One of the Pacific Northwest’s clearest activist voices of hope and resistance fell silent last weekend. The Reverend Bill Bichsel, known to most simply as “Bix,” died in hospice care in Tacoma’s’ Hilltop neighborhood, just blocks from where he was born 86 years ago; and where for over three and a half decades he housed and fed the poor in a Catholic Worker enclave known as Guadalupe House.
To say that Bix was unique would be an understatement. He was the second youngest of seven children, entered the Jesuit novitiate right after the Second World War, taking vows of poverty, chastity and obedience; later becoming an ordained priest and joining the Industrial Workers of the World: affiliations that he embraced and that guided his life of service to the poor for over half a century. Bix comforted the men, women and children that our economic system treats as unneeded surplus labor, seeing them as valued human beings worthy of love, work, and compassion. He confronted the brutalities of capitalism, and struggled against American militarism in ways that took serious Christian teachings about caring for the poor. He lived a life that connected Jesus’ life and teachings in the sermon on the mount with the lives and teachings of Eugene Debs and Joe Hill.
Bix had an impressive criminal history. He was arrested for protesting at various landmarks of American militarism: the US Navy Trident submarine base in Bangon, Washington (multiple times), for chaining himself to the door of Tacoma’s federal courthouse, blocking the entrance to the School of the Americas (multiple times), these and other acts of civil disobedience lead to dozens of arrests, and convictions with two and a half years spent in various jails and prisons. In his last years, he became an active protestor of South Korea’s construction of a massive naval base on Jeju Island, South Korea, servicing American Navy ships—traveling in his last protest trip to Jeju Island in a wheelchair due to ill health.
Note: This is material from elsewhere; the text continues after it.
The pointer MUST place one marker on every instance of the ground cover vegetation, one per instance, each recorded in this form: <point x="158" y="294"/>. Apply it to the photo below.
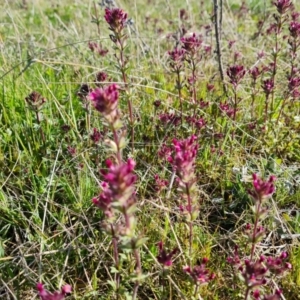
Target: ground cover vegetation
<point x="149" y="149"/>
I did not know Bix long, and many knew him far better than me; but he left impacts on me that will long remain. I first met Bix a few years ago after one of his friends emailed me asking me if I’d be willing to offer testimony in his defense for an upcoming trial. Bix and other protesters then faced serious federal trespassing charges for blocking the entry to the Trident missile base at Bangor, Washington. I met Bix and his friend for coffee in Olympia and talked about his case and what I might offer—Bix explained to me that he’d seen some of my work on CounterPunch and Democracy Now and he wanted to know if I might offer some “expert testimony” as an anthropologist studying the militarization of American culture, testifying about the cultural madness that has taken over our society, causing us to think that nuclear weapons were something other than a threat to life as we know it, and obscuring the madness of mutually assured destruction.
Bill “Bix” Bischel at home in Tacoma, Washington.
At the end of our meeting, I told Bix that I was willing to testify on his behalf, but that I was a little worried that if I said the wrong thing, or gave testimony that was not well received, I might be responsible for him and his co-defendants being found guilty and sent to prison. He smiled and told me not to worry about that, that I’d do just fine. But his friend went further, telling me I shouldn’t worry: Bix wanted to go to jail. In the end, the Judge did not allow Bix the pleasure of a necessity defense and the parading witnesses speaking about our militarized political economy (Bix had arranged for former CIA analyst Ray McGovern, and others to also testify), the judge also denied Bix and his codefendants the jail time he’d desired. But this introduction to Bix led me to connect some students to his world, and to speak at several regional events he organized.
A year and a half ago, I drove a class of my first year seminar college students up to visit Bix at the Guadalupe House, hoping to do some volunteer work in his garden or around his home–but he instead fed us cookies and talked to the students about his work and life. Bix told us about the stories represented on the murals on the side of the home where he and other members of the Catholic Worker community lived–stories about regional tragic-heroes Chief Joseph and Chief Leschi. He told my students about people living in Guadalupe House, stories that put faces on the structural evils of our society, and that gave shape to his own call of serving the poor; his message stressed the importance of this charge, regardless of one’s religious beliefs or lack of beliefs.
My favorite moment of the trip was when we were sitting inside his home. Looking out the window at some of the upscale condos encroaching on the Hilltop neighborhood, I asked Bix if he was worried that the Catholic Worker enclave would eventually get crowded out with the coming gentrification. His face brightened has he said, “Don’t worry, we do our part in keeping property values down!”
And now Bix is gone, and we have lost our local saint. I know little of how beatification is achieved, but would hope St. Bix’s miracle might be recognized in his unflinching love of caring for the poor with a simplicity and honesty that was itself a miracle in a society so marked by predatory capitalism that it trains us all to see a certain logic in punishing or marginalizing behaviors of compassion and caring. Bix saw others, regardless of status, as brothers and sisters—a real miracle in a society increasingly criminalizing compassion.
David Price a professor of anthropology at Saint Martin’s University in Lacey, Washington. He is the author of Weaponizing Anthropology: Social Science in Service of the Militarized State published by CounterPunch Books.